Desalento e resistência marcam a vida de familiares de vítimas

DE SÃO PAULO

Cristiane Cavalcante de Sousa, 41, guarda duas fotos do marido: uma estampada numa camiseta e outra tamanho 3x4, colada num móvel no canto da sala, acima de um altar improvisado. "Todos os dias eu olho para a foto dele e digo: 'Neguinho, vai ter Justiça'."

Mas nove meses se passaram desde que Raimundo Barbosa dos Santos, 38, e um colega, José Hairton de Andrade, 52, piauienses que vieram a São Paulo trabalhar, foram atropelados enquanto pintavam uma ciclofaixa de madrugada, no Tucuruvi (zona norte). A Justiça parece estar distante.

A atropeladora, Juliana Cristina da Silva, hoje com 29, estava embriagada e tentou fugir. Submetida ao bafômetro, apresentou resultado de 0,85 miligramas de álcool por litro de ar expelido –dirigir com níveis acima de 0,34 mg/l é crime. Ela foi presa em flagrante e pagou fiança R$ 15,8 mil. Quase um ano após a ocorrência, a motorista ainda não foi denunciada pelo crime. Ela aguarda em liberdade.

Com pensão do INSS e cestas básicas que recebe como doação, Cristiane sustenta os quatro filhos: Ana Vitória, 9, Thiago, 7, Arthur, 4 e Maria Cecília, 2. Ela conta ter sido chamada para trabalhar como faxineira, "mas como eu vou fazer? Só o dinheiro para alguém cuidar dos meus filhos enquanto isso... Vão me cobrar R$ 20, R$ 30".

Marcus Leoni/Folhapress
Cristiane Cavalcante de Sousa, 41, viúva de Raimundo Barbosa dos Santos, 38, em sua casa
Cristiane Cavalcante de Sousa, 41, viúva de Raimundo Barbosa dos Santos, 38, em sua casa

Sentada no sofá de uma casa de dois cômodos na Brasilândia (zona norte de São Paulo), de paredes de concreto aparente, Cristiane chora ao falar do marido, "um paizão, trabalhador, inteligente", mas seca as lágrimas. "Eu vou à luta."

Os filhos mais velhos assistem à entrevista. O mais novo está no quarto –entre o cômodo e a sala não há porta e é possível observar que ele apenas finge dormir. A vizinha escuta, num volume alto, canções de Odair José.

"E as famílias, e os filhos, e a dor, e a saudade? E a Justiça que não tem?", questiona. "Você tem que ter o pé no chão, se não você arreia. E eu não vou. Não vou esmorecer. Vai ter punição, mesmo que demore", diz Cristiane, que conta sonhar com abraços e beijos do "neguinho".

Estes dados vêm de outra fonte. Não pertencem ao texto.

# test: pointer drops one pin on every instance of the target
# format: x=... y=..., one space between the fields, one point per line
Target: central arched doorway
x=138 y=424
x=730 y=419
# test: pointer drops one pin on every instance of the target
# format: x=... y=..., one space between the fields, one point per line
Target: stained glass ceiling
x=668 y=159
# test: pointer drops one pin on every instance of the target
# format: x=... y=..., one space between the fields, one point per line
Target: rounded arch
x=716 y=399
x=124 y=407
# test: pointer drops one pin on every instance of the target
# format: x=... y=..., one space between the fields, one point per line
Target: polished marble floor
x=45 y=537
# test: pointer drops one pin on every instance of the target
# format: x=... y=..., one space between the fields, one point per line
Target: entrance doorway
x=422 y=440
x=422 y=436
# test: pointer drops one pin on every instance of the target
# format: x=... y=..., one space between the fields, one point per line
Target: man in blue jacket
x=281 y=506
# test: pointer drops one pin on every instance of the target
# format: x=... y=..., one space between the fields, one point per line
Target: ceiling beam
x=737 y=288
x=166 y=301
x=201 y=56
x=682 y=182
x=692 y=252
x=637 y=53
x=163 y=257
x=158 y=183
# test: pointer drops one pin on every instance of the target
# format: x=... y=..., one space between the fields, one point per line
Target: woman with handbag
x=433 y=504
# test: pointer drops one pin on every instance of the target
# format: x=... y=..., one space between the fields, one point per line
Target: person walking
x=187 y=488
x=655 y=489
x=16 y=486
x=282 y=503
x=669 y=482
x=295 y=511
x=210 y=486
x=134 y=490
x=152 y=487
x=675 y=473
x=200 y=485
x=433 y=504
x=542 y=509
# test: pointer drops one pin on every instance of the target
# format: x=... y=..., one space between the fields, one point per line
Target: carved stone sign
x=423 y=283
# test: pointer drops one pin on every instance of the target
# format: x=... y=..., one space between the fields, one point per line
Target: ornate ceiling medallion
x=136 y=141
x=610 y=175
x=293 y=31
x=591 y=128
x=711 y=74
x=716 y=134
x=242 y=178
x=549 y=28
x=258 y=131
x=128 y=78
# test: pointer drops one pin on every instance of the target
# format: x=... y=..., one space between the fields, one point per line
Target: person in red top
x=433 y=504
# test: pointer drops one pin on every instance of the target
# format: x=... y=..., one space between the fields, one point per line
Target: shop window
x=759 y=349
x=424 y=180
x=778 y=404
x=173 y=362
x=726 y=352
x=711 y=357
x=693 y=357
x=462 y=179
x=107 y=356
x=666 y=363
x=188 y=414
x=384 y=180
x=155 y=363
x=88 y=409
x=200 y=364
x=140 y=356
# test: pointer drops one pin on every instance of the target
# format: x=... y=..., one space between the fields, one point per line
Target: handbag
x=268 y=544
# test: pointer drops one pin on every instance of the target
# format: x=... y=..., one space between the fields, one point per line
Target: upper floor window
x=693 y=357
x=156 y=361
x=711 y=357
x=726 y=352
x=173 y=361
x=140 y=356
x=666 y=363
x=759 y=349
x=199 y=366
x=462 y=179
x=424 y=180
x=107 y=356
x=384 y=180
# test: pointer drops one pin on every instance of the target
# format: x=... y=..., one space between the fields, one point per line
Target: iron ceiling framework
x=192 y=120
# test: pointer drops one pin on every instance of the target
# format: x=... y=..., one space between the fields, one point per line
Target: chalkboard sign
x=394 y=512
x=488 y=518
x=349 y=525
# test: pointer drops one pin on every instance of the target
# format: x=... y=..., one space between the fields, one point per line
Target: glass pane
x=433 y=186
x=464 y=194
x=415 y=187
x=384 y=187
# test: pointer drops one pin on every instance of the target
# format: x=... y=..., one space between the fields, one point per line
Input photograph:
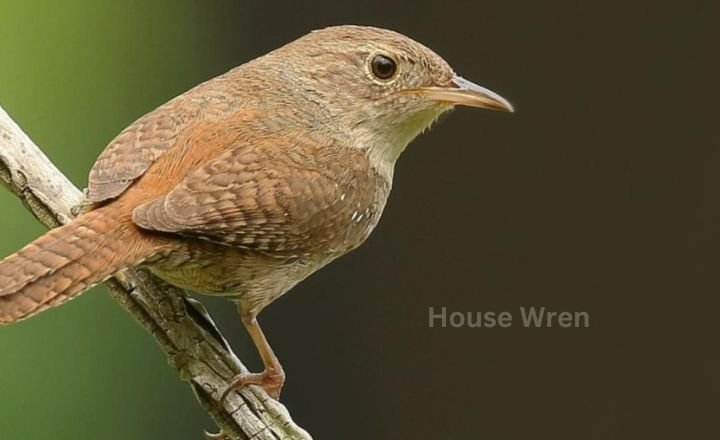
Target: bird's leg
x=273 y=377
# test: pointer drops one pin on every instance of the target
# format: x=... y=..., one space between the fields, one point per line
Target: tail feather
x=65 y=262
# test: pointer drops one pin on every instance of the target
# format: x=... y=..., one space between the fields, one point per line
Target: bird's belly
x=249 y=278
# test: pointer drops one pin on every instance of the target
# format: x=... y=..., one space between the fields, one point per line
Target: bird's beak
x=460 y=91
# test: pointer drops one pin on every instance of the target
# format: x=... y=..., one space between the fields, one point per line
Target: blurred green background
x=598 y=195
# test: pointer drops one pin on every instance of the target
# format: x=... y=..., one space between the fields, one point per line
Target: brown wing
x=268 y=199
x=132 y=152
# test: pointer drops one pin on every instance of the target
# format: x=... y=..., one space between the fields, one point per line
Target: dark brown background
x=598 y=195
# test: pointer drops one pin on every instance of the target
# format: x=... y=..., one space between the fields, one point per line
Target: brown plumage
x=250 y=182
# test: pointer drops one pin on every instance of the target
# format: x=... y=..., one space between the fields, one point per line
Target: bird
x=248 y=183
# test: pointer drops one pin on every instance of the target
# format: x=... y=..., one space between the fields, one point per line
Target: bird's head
x=379 y=86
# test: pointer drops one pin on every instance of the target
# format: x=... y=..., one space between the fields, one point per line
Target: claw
x=271 y=380
x=218 y=436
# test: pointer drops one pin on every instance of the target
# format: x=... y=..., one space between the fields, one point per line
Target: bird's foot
x=271 y=380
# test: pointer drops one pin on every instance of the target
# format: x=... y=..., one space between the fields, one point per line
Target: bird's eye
x=383 y=66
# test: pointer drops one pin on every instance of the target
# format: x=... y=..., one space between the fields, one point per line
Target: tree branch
x=180 y=325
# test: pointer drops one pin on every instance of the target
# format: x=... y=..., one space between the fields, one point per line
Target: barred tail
x=66 y=262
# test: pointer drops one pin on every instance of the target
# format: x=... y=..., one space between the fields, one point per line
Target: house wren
x=248 y=183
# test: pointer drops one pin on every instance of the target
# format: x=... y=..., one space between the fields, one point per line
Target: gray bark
x=180 y=325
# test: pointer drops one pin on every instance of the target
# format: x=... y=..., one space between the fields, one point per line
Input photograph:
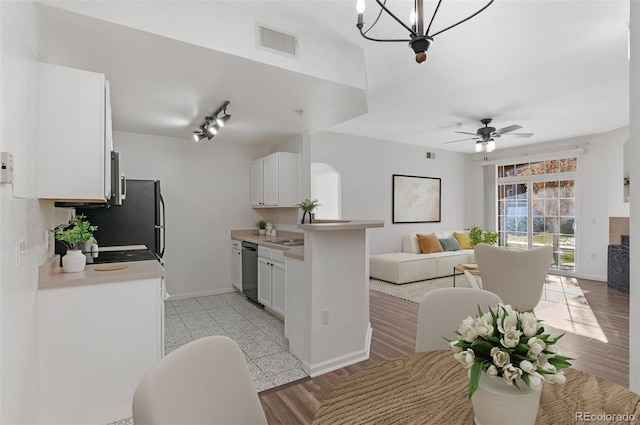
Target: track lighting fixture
x=213 y=123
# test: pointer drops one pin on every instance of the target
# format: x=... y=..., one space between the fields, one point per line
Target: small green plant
x=477 y=235
x=308 y=205
x=80 y=232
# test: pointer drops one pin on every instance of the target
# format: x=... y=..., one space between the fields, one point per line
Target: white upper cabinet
x=274 y=180
x=74 y=135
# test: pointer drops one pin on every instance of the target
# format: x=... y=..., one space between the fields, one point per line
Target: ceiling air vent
x=276 y=41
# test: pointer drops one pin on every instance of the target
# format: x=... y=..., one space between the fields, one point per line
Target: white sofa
x=411 y=265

Já Teresa Mendes Lisboa, 43, afirma, resignada, ter perdido a esperança. A mulher de José Hairton, "um homem sonhador, que conseguia tudo que botava na cabeça e amava assistir ao jornal e contar as notícias", diz que não tem "alegria para mais nada na vida". "Não me acostumo de jeito nenhum. Eu vejo direitinho ele abrir a porta e entrar, vejo ele andar dentro de casa."

Mãe de filhos de 15 e 12 anos de José Hairton, que tinha mais quatro de outro casamento, ela diz ter perdido o emprego de doméstica após a morte do marido por "faltar muito ao serviço para resolver as coisas". Ela também sustenta a família com a pensão do INSS, mas agora pensa em sair de sua casa, em Francisco Morato (48 km de São Paulo), para voltar ao Piauí.

Marcus Leoni/Folhapress
Teresa Mendes Lisboa, 43, viúva de Jose Hairton de Andrade, 52, morto no dia 18 de outubro
Teresa Mendes Lisboa, 43, viúva de Jose Hairton de Andrade, 52

Cristiane e Teresa dizem que não receberam indenização da empresa para a qual seus maridos trabalhavam, a Sinalta Propista, e que havia irregularidades no trabalho deles. Elizabeth Cannizzaro, sócia da empresa, diz que a empresa pagou, sim, as indenizações, e nega que houvesse irregularidades.

Juliana Cristina da Silva, a motorista, não quis dar entrevista. Sua advogada, Odette Haddad, tampouco. "Não há processo ainda. Não tem o que falar."

* * *

A luta de Cristiane e Teresa deve demorar, a julgar por crimes de cinco anos atrás. Dois casos emblemáticos e que geraram grande comoção –o de Vitor Gurman, morto aos 24 anos na Vila Madalena, e Miriam e Bruna Baltresca, mãe, 58, e filha, 28, mortas próximo ao shopping Villa Lobos– estão sem conclusão. Os motoristas ainda não foram punidos.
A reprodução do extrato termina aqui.